Geoffrey S. Bhene requested that, upon his death, he be buried with his entire comic book collection. I made sure that’s what we did. I personally built a forty by forty foot cube out of pine boards and Pete and I packed it floor to ceiling with Bhene’s comic collection. We left only enough space for a human corpse to rest in the middle. Now and then while loading the box, Pete and I would take breaks to page through the comics, reading sequences involving rare or inhuman individuals reaching their breaking point or achieving almost godlike power. The old newsprint had the distinctive smell of history. After hours of sweating and stacking comics Pete and I would sit on the stacks with our lunch boxes and discuss the impossible deeds undertaken by the bigger-than-life protagonists.
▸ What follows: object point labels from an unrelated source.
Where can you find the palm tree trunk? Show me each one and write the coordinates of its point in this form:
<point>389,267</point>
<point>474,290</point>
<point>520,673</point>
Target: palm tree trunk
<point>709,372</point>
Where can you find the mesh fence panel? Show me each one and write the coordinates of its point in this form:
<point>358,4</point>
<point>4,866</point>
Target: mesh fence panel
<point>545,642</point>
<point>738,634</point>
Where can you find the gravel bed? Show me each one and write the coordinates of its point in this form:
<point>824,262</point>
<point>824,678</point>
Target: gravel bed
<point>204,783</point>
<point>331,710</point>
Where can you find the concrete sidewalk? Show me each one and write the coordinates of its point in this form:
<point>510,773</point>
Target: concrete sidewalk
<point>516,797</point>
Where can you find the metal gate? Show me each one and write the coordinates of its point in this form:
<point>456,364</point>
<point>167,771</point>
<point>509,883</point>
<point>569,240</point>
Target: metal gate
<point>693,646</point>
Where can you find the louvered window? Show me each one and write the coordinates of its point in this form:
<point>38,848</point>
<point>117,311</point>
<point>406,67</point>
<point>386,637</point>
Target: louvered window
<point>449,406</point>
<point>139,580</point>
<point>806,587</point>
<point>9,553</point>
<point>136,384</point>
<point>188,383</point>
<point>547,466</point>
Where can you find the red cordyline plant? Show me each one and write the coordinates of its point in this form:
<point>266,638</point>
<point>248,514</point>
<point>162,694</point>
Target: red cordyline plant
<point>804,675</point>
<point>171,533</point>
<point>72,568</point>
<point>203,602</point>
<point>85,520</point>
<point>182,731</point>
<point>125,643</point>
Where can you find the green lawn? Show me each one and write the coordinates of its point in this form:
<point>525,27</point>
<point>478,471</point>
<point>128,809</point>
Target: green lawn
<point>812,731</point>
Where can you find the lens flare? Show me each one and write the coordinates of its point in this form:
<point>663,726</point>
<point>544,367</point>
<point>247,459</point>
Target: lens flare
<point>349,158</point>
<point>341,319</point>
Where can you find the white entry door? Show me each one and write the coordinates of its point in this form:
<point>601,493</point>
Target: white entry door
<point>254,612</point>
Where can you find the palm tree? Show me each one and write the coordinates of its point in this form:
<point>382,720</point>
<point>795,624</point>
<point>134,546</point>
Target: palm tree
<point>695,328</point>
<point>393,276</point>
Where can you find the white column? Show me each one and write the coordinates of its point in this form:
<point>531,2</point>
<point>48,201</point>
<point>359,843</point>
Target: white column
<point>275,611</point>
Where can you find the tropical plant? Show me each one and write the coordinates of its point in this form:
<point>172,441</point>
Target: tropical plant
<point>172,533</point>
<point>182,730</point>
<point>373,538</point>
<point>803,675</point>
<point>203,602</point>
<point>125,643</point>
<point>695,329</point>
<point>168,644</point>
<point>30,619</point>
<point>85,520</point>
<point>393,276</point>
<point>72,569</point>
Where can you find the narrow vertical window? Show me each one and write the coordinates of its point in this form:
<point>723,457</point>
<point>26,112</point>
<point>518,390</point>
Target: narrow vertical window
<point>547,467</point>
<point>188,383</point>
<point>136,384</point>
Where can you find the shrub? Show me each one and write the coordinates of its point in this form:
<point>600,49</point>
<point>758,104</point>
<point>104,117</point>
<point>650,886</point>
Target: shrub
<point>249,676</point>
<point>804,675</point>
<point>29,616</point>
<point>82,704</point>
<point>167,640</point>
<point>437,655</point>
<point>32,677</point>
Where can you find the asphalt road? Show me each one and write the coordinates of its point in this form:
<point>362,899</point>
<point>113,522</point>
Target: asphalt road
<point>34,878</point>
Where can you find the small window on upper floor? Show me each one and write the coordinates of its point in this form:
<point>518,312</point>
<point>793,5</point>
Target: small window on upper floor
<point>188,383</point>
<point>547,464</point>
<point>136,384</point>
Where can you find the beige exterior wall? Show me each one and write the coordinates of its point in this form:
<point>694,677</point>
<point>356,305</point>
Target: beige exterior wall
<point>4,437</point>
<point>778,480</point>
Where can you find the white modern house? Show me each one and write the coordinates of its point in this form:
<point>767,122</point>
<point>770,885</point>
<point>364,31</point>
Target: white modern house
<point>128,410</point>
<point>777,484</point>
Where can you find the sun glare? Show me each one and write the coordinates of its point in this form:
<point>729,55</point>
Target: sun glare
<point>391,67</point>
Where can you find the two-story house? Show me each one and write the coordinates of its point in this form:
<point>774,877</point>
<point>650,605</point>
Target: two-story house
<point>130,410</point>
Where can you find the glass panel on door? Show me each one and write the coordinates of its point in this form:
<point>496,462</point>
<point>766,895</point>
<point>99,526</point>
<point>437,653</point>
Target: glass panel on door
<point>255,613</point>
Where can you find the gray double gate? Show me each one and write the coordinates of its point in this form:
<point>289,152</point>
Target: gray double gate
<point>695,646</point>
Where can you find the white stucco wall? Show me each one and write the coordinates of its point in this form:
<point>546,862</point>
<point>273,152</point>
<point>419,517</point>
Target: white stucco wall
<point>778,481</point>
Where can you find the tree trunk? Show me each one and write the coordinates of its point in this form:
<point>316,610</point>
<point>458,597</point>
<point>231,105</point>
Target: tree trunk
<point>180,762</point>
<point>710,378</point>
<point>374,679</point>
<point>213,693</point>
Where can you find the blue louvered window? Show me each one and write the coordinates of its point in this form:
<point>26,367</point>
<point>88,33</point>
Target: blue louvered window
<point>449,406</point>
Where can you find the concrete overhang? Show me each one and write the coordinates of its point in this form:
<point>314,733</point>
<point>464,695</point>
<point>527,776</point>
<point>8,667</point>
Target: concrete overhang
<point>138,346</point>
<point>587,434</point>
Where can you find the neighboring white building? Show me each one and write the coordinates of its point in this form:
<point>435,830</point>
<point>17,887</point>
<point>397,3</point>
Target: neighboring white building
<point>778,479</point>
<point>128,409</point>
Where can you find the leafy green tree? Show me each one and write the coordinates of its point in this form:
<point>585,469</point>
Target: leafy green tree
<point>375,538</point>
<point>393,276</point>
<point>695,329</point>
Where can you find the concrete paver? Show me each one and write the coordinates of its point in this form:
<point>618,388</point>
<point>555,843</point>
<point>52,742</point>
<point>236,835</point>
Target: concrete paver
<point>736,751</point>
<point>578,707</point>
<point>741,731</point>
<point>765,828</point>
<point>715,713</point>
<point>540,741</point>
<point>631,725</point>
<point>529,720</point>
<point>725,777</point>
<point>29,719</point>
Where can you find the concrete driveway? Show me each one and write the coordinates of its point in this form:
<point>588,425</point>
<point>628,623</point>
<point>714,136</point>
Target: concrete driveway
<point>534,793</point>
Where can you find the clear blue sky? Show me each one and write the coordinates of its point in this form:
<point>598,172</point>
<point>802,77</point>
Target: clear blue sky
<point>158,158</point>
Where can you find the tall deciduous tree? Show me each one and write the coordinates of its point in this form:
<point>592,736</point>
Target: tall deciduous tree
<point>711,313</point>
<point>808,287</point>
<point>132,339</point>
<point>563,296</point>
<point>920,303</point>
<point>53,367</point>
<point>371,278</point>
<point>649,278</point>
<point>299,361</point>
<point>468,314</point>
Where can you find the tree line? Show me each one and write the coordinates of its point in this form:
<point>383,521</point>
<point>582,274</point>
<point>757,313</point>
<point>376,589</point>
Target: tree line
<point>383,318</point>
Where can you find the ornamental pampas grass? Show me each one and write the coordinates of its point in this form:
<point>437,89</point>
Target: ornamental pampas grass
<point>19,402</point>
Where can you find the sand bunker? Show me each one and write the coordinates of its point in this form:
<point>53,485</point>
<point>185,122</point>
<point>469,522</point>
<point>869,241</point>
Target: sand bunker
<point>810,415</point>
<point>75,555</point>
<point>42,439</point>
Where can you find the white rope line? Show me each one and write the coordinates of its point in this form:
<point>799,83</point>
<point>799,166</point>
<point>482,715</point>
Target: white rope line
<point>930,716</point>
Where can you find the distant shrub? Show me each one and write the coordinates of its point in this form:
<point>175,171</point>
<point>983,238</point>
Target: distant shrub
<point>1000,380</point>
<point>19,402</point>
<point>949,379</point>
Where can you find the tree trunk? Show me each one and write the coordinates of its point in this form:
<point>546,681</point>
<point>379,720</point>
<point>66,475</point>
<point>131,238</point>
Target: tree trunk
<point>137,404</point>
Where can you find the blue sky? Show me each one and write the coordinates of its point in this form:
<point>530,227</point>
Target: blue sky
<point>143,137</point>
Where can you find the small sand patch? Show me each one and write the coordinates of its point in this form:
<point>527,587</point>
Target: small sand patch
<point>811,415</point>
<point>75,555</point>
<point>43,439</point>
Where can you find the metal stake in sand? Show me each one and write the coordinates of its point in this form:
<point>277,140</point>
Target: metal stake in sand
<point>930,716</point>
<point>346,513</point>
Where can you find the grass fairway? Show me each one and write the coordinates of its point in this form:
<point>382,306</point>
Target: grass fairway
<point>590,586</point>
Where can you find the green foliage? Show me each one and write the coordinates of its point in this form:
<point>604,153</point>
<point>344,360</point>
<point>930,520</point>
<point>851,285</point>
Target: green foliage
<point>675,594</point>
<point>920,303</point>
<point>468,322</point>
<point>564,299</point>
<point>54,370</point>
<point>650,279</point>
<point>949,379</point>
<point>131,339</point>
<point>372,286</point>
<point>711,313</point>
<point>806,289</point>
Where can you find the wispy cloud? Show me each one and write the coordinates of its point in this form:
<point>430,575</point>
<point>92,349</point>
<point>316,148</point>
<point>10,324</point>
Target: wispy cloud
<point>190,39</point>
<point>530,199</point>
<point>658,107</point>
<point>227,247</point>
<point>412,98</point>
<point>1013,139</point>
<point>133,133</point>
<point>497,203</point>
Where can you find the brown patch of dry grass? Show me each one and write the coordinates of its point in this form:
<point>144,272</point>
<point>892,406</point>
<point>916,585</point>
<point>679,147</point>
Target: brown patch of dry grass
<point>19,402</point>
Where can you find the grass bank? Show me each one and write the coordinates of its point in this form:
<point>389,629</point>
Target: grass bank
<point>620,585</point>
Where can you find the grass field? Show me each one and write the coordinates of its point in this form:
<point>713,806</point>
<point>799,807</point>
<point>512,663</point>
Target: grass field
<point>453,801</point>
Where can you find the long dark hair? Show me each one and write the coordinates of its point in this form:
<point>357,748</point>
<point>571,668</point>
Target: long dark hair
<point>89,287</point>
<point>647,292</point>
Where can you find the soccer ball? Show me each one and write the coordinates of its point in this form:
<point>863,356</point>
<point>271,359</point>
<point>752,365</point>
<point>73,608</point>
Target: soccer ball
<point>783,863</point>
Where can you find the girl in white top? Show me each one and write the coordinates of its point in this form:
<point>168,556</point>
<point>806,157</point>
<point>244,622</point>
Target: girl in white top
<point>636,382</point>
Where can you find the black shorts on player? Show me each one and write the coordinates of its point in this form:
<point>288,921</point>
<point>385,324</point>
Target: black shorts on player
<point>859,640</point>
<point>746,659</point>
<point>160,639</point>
The day we finished stacking, we placed Mr. Bhene’s lifeless body on his bed of back issues and covered him, as he’d requested, with an entire series of Psycho Fables comics, published by a no-name publisher in the Sixties. These comics were the first that had given Geoff nightmares as a toddler and had remained close to his heart. Once we packed everything just right we nailed the top on and bulldozed the dirt over him and didn’t think about it for years.
But then one day I got a call from Pete, who was living in a rented trailer and broke. Actually I almost didn’t pick up the phone because every call from him these days was asking for money and I made such a pittance at the cemetery I had none to give him. Remember burying old Geoff? he asked me.
Yes…
Remember that Psycho Fables comic with the soldier who fights the Russian android? I certainly did. In fact, we’d discussed it over lunch the day we’d first stumbled upon it. The inks and colors were crude and the story made little or no sense but we’d both been very impressed by the impossible physique of the sexy Russian android and the sadistic paces she put the army colonel through. Well, bud, that was the first appearance of Sparterrax.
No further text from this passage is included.